Ideally, Alice and Bob would prepare many sets of four qubits before the game starts, each quartet consisting of two entangled pairs. Alice would get one of each of these pairs, and Bob would receive the other. Making two entangled pairs of photons for each round of the game is immensely challenging, however, the researchers say. For one thing, the production of even a single entangled pair happens only with low probability in their apparatus, so making two at once would be extremely unlikely. And detecting two pairs at once, as the pseudotelepathic MPMS demands, is more or less impossible for this optical implementation.

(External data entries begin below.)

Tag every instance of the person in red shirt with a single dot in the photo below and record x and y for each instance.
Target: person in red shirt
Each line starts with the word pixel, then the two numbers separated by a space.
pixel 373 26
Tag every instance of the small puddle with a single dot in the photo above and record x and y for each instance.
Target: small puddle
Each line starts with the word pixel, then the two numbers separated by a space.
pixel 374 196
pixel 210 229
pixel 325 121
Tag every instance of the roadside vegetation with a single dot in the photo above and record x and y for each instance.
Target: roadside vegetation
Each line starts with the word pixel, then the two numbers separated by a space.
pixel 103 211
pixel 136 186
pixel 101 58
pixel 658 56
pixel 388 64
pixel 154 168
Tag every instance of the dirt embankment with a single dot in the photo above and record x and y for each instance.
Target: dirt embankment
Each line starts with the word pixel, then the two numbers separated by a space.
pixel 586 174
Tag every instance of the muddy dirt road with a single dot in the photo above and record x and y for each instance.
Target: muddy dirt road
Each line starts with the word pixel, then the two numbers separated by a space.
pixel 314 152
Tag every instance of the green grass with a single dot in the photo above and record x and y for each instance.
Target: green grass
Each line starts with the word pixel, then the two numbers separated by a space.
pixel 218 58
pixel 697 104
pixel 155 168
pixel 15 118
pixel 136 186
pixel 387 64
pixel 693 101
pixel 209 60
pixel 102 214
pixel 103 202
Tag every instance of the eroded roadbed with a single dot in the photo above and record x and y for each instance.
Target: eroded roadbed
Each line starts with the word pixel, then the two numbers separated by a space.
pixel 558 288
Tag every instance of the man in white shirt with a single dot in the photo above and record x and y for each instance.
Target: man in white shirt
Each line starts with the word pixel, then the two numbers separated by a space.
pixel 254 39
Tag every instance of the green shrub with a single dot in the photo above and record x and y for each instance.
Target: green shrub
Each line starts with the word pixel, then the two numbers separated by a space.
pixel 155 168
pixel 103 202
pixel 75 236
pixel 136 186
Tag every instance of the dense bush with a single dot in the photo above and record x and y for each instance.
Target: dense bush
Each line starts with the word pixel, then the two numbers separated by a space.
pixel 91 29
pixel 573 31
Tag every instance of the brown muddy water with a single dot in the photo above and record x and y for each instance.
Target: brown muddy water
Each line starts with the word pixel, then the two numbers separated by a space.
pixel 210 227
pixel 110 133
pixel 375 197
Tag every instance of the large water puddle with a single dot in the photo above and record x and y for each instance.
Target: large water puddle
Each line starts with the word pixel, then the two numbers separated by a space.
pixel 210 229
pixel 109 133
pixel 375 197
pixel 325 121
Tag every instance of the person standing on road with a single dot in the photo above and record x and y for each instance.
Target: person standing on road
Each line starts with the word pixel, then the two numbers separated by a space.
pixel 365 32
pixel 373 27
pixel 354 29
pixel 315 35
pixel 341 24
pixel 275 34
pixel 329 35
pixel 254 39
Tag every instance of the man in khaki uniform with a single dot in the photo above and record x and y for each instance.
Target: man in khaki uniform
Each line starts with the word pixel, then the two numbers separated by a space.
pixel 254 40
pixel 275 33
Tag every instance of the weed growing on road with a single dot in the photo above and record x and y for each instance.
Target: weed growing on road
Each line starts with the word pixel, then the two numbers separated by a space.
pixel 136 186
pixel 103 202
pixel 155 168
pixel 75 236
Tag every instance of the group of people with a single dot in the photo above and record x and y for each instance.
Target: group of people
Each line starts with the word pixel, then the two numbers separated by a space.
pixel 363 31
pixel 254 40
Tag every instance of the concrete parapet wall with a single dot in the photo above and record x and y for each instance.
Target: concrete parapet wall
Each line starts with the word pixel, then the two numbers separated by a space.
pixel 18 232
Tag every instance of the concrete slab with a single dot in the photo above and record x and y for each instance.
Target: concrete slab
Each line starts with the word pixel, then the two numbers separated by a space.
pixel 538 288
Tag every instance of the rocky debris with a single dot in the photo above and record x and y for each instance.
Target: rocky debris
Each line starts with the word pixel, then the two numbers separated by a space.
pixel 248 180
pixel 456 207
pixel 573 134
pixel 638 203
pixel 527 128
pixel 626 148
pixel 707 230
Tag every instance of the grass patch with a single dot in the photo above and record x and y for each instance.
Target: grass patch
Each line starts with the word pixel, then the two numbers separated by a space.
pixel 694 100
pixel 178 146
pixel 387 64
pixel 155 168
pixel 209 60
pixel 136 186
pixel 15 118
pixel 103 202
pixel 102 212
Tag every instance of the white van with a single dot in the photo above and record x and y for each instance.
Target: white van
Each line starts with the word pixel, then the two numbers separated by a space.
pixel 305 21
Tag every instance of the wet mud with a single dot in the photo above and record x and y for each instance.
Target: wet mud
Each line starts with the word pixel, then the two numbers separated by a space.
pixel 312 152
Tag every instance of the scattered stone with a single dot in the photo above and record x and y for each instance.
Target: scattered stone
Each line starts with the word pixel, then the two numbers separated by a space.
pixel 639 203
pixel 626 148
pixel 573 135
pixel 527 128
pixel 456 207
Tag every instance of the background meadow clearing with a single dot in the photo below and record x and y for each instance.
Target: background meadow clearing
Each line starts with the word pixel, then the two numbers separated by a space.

Instead Chen, Wang and their colleagues prepared single-photon pairs and entangled two of their properties independently: their polarization state and a property called orbital angular momentum. The photons were contained in ultrashort laser pulses lasting just 150 femtoseconds and were entangled by passage through two so-called nonlinear optical crystals. A thin slab of barium borate first split a single photon into two photons of lower energy with correlated angular momenta. They were then entangled via their polarization, too, by being sent through a crystal of a yttrium-vanadium compound.
To demonstrate a nearly 100 percent success rate, the researchers needed to improve their detection efficiency so that almost none of the entangled photons escaped unseen. Even then the theoretical limit couldn't be reached precisely in the experiment—but the researchers were able to show they could win every round with between 91.5 and 97 percent probability. This range translates to reliably beating the classical eight-out-of-nine limit in 1,009,610 rounds out of a total of 1,075,930 played.
The pseudotelepathic MPMS game exploits the strongest degree of correlation between particles that quantum mechanics can possibly provide, Chen says. “Our experiment probes how to generate extreme quantum correlations between particles,” he says. If these correlations were any stronger, they would imply faster-than-light information exchange that a host of other independent experiments indicate is impossible.
Mermin says that although it's experimentally impressive, this success reveals nothing beyond the fact that quantum mechanics works as we thought. Cabello does not entirely agree. Above and beyond being an experimental tour de force, he says, the work shows a new wrinkle in what quantum rules make possible by mobilizing two sources of quantum advantage at the same time: one linked to nonlocality and the other linked to contextuality. Investigating the two effects simultaneously, Cabello says, should allow physicists to more rigorously explore the connections between them.
What's more, each of these resources could in principle be put to different uses in quantum processing, boosting its versatility. “For example, nonlocality can be used for secret communication [using quantum cryptography] while contextuality can be used for quantum computation,” Cabello says. In this scenario, Bob could, for instance, set up secure communication with Alice while at the same time performing a computation with Charlie faster than classical methods permit.
The use of shared entanglement in these experiments “leads to effects that seem classically magical,” Lakshminarayan says. But given how often quantum mechanics is misused as a bogus justification for pseudoscientific claims, is it perhaps asking for trouble to call the phenomenon “pseudotelepathy”? It is “a bad term inviting nonsensical interpretations,” Mermin says. But although Cabello agrees, he recognizes that evocative names can help advertise the interest of the phenomenon. “Let's not kid ourselves,” he says. “It is probably thanks to the word ‘pseudotelepathy' that [you and I] are having this conversation.”